Questo segmento della motivazione merita di essere sottolineato. Esso chiarisce che il procedimento di definizione non è un rimedio atipico di conformazione della prestazione tecnica in senso stretto. L’Autorità può riconoscere indennizzi, accertare il diritto di recesso o valutare l’illegittimità della condotta del gestore, ma non può sostituirsi all’assetto tecnico-commerciale del servizio imponendo una specifica soglia di banda minima non risultante dal procedimento regolatorio. Anche sotto questo profilo la decisione si segnala per rigore e coerenza con il sistema.
7. Il difetto di legittimazione attiva per l’utenza mobile intestata alla moglie
Il secondo fronte della controversia concerneva l’utenza mobile n. 3394552xxx, intestata incontestatamente alla moglie dell’istante.

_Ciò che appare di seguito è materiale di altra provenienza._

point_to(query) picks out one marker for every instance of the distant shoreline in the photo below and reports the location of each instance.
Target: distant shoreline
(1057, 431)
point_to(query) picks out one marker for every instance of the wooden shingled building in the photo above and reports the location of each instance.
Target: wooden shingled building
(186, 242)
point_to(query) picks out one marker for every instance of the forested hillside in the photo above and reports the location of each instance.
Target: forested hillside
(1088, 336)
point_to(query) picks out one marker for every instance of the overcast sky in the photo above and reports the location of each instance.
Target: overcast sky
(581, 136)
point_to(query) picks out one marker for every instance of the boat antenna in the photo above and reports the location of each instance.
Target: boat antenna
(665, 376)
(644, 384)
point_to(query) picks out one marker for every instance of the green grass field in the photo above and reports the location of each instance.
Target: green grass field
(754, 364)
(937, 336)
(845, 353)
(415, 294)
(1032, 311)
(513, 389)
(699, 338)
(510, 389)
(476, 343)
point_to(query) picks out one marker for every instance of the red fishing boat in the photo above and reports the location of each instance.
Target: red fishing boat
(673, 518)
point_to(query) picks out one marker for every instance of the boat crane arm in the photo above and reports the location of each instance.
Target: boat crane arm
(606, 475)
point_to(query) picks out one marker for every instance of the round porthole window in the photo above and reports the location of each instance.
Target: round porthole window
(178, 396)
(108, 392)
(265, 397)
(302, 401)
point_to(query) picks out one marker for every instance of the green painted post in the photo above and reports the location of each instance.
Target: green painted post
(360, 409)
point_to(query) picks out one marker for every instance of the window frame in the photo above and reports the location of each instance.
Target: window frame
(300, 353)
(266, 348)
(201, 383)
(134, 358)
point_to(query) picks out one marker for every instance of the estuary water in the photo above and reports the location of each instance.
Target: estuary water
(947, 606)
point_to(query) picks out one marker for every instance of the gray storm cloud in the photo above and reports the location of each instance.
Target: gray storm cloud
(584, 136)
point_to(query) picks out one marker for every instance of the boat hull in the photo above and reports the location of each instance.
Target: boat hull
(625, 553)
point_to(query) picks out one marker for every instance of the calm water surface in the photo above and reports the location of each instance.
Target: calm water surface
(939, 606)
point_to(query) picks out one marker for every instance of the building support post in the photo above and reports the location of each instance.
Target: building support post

Su tale punto l’Autorità respinge la domanda in modo netto, rilevando il difetto di legittimazione attiva di P.P. a promuovere la procedura in riferimento a un rapporto intestato a soggetto diverso. La motivazione è essenziale ma del tutto corretta: il procedimento di definizione presuppone che l’istante sia titolare del rapporto controverso oppure che agisca quale rappresentante legittimato del titolare. Nella specie, nulla di ciò emergeva. Il semplice fatto che il pagamento della SIM o il relativo addebito fosse destinato a gravare sulla fattura della linea fissa intestata all’istante non vale a trasferire in capo a quest’ultimo la titolarità della posizione giuridica relativa alla linea mobile.

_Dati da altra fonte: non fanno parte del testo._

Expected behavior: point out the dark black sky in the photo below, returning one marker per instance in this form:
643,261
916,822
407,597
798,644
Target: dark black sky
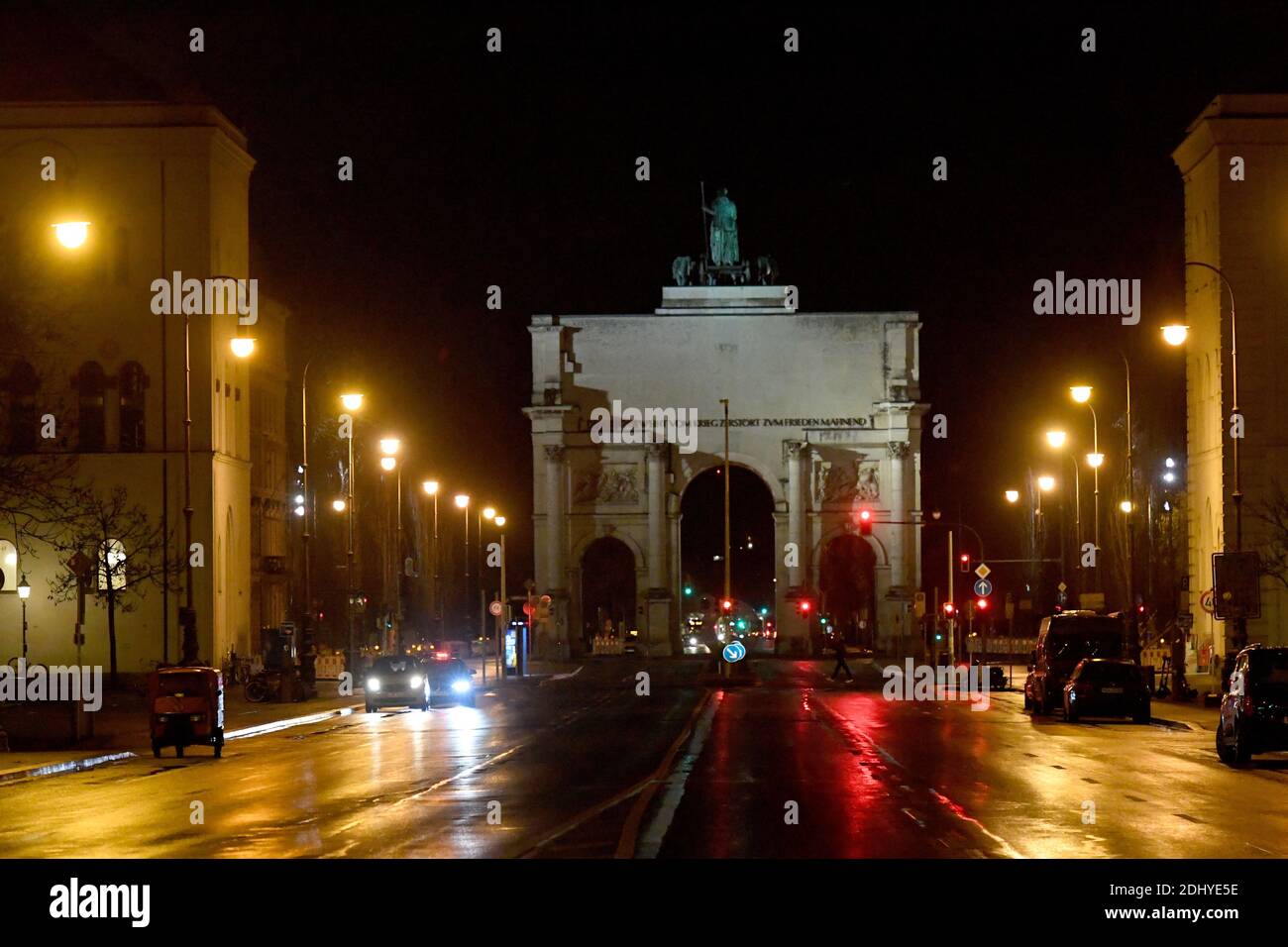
518,170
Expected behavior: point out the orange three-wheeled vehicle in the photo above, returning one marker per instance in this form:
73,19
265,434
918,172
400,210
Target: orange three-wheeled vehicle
187,707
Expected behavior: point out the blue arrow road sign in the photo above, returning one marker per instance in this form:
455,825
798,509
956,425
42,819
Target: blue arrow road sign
734,651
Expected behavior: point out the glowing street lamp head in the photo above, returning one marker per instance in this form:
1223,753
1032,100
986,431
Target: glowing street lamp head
71,234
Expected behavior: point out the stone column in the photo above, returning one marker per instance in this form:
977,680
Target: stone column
555,525
557,625
657,455
662,629
900,453
797,512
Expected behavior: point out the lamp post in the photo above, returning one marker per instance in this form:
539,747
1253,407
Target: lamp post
352,402
389,447
1175,335
430,487
463,502
24,594
1082,394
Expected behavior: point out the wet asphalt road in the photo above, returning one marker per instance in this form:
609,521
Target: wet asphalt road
790,767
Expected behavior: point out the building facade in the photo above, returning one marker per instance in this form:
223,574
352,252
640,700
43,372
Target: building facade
163,189
1234,162
823,410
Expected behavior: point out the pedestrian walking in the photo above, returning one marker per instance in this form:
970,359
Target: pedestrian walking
838,647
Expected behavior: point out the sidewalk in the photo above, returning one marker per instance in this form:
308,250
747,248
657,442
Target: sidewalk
121,731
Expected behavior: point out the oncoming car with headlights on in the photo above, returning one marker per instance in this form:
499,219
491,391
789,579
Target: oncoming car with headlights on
397,682
450,681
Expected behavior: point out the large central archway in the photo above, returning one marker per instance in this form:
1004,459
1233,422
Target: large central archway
751,545
848,586
606,589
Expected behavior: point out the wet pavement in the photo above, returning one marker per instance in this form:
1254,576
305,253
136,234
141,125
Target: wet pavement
790,766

Il rilievo ha una evidente importanza sistematica. Nel settore delle comunicazioni elettroniche, in cui i pacchetti commerciali e gli addebiti congiunti possono talora indurre una percezione “unitaria” di rapporti in realtà distinti, la delibera ribadisce che la legittimazione procedurale resta ancorata all’intestazione dell’utenza. Ciò non esclude, naturalmente, che il titolare possa delegare un terzo o che un familiare agisca con apposito titolo rappresentativo; ma, in assenza di tale titolo, l’Autorità non può esaminare il merito della pretesa relativa a una linea mobile formalmente riferibile ad altro soggetto. La decisione evita così una pericolosa fluidificazione della legitimatio ad agire, che renderebbe incerti i confini del procedimento.
8. La residuale tutela risarcitoria in sede giurisdizionale
Come accade in modo coerente con l’assetto del sistema, la delibera conclude facendo salva la possibilità per l’utente di richiedere in sede giurisdizionale il risarcimento dell’eventuale danno subito. Questo passaggio, pur formulato in termini standard, assume qui un significato specifico. L’Autorità non ha negato in assoluto che l’utente possa avere subito un pregiudizio per la qualità della connessione o per il malfunzionamento del processo relativo alla SIM mobile; ha semplicemente affermato che, nel procedimento regolatorio di definizione, difettavano i presupposti tecnico-probatori e soggettivi per accogliere le domande. La clausola di salvezza finale, pertanto, segnala che il rigetto non ha valore assoluto sul piano sostanziale, ma è il riflesso dei limiti strutturali del procedimento amministrativo e del mancato rispetto delle regole che ne condizionano l’accesso.